После московского безумия родной город казался крошечным, сонным и каким-то неумытым… Ольга сошла с перрона. Куда сперва? К Григорию Матвеевичу? Кинуть сумки, выпить кофе, умыться, рассказать новости, а потом уж попытаться увидеться с детьми? Ольга посмотрела на часы. Половина второго. В детском саду – тихий час. Но у Мишки примерно в это время заканчиваются уроки. Значит, можно попробовать перехватить его на выходе из школы. К Григорию Матвеевичу она всегда успеет. Лучше они вечером спокойно сядут, выпьют чаю, поговорят обо всем.
Ольга поудобнее перехватила сумку и зашагала по направлению к школе.
…Мишка сильно вытянулся, похудел, волосы потемнели… Или это свет так падает?.. Ольга дождалась, когда он выйдет за ворота, окликнула:
– Мишка!
Он обернулся, сощурился на солнце, кажется, не сразу узнал:
– Мама?
Ольга подбежала, схватила его, прижала к себе. Мишка стоял, опустив руки плетьми, глаза в сторону. Неловко? Стесняется?

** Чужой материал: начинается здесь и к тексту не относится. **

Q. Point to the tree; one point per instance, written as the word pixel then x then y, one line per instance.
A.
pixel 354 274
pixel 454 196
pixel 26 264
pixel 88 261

Отвык?
Потом они молча сидели на заднем дворе, среди кустов сирени. Разговор не клеился. Ольга так к этой встрече готовилась, так ждала, так мечтала, а встретились – и она растерялась. Сидит, молчит. И он молчит тоже.
Ольга обняла сына за плечи – худющий, кожа да кости, зарылась лицом в волосы:
– Мишка, милый, как я по тебе соскучилась!
По-прежнему молчит, смотрит в сторону.
– А ты? Скучал?
Кивает.
– Мишка. Мишка мой хороший! Как ты живешь? Поговори со мной, пожалуйста. Я тебя так давно не видела, так тосковала…
– Мам, зачем ты нас бросила?
Только не реветь! Нельзя. Не сейчас. Потом. Проглотила ком в горле:
– Я вас не бросила, Мишка. Просто так получилось.
– Папа сказал, что бросила. Он сначала говорил, что тебя в тюрьму посадили, потому что ты у него что-то украла. А теперь говорит, что ты от нас в Москву укатила.
Как ему объяснить? Рассказать правду? Вывалить это все на восьмилетнего мальчишку, пусть разбирается, как знает? Нет, правду она не может рассказать. Когда-нибудь потом.
– Мишка, я сейчас не могу всего объяснить. Просто… Я… не могла с вами остаться. Ну, никак не могла. Я вас люблю, очень, больше всего на свете люблю. Но обстоятельства так сложились… С вами папа остался. Я скоро вас заберу, и тебя, и Машу. Обещаю. Только немного нужно подождать. Скажи мне, как Машка?
– Хорошо. Только все время в нос говорит. И простужается.
– В сад ходит?
Мишка помотал головой:
– Сейчас нет. Дома сидит, болеет.
Значит, Машку повидать не удастся.
– Мам? Это от аденоидов, да?
– Что?
– Машка болеет? От аденоидов?
– Думаю, да.
Мишка начал понемногу оттаивать. Прислонился щекой к ее плечу:
– А помнишь, как мне их вырезали и ты со мной в больнице лежала? И читала про крота. Помнишь?
Конечно, она помнила. Крота звали Слепыш. А на самом деле он все видел и все слышал.
– И был очень запасливый! – Мишка счастливо улыбнулся. – А потом ты мне мороженое купила, помнишь? И сказала, что теперь все можно!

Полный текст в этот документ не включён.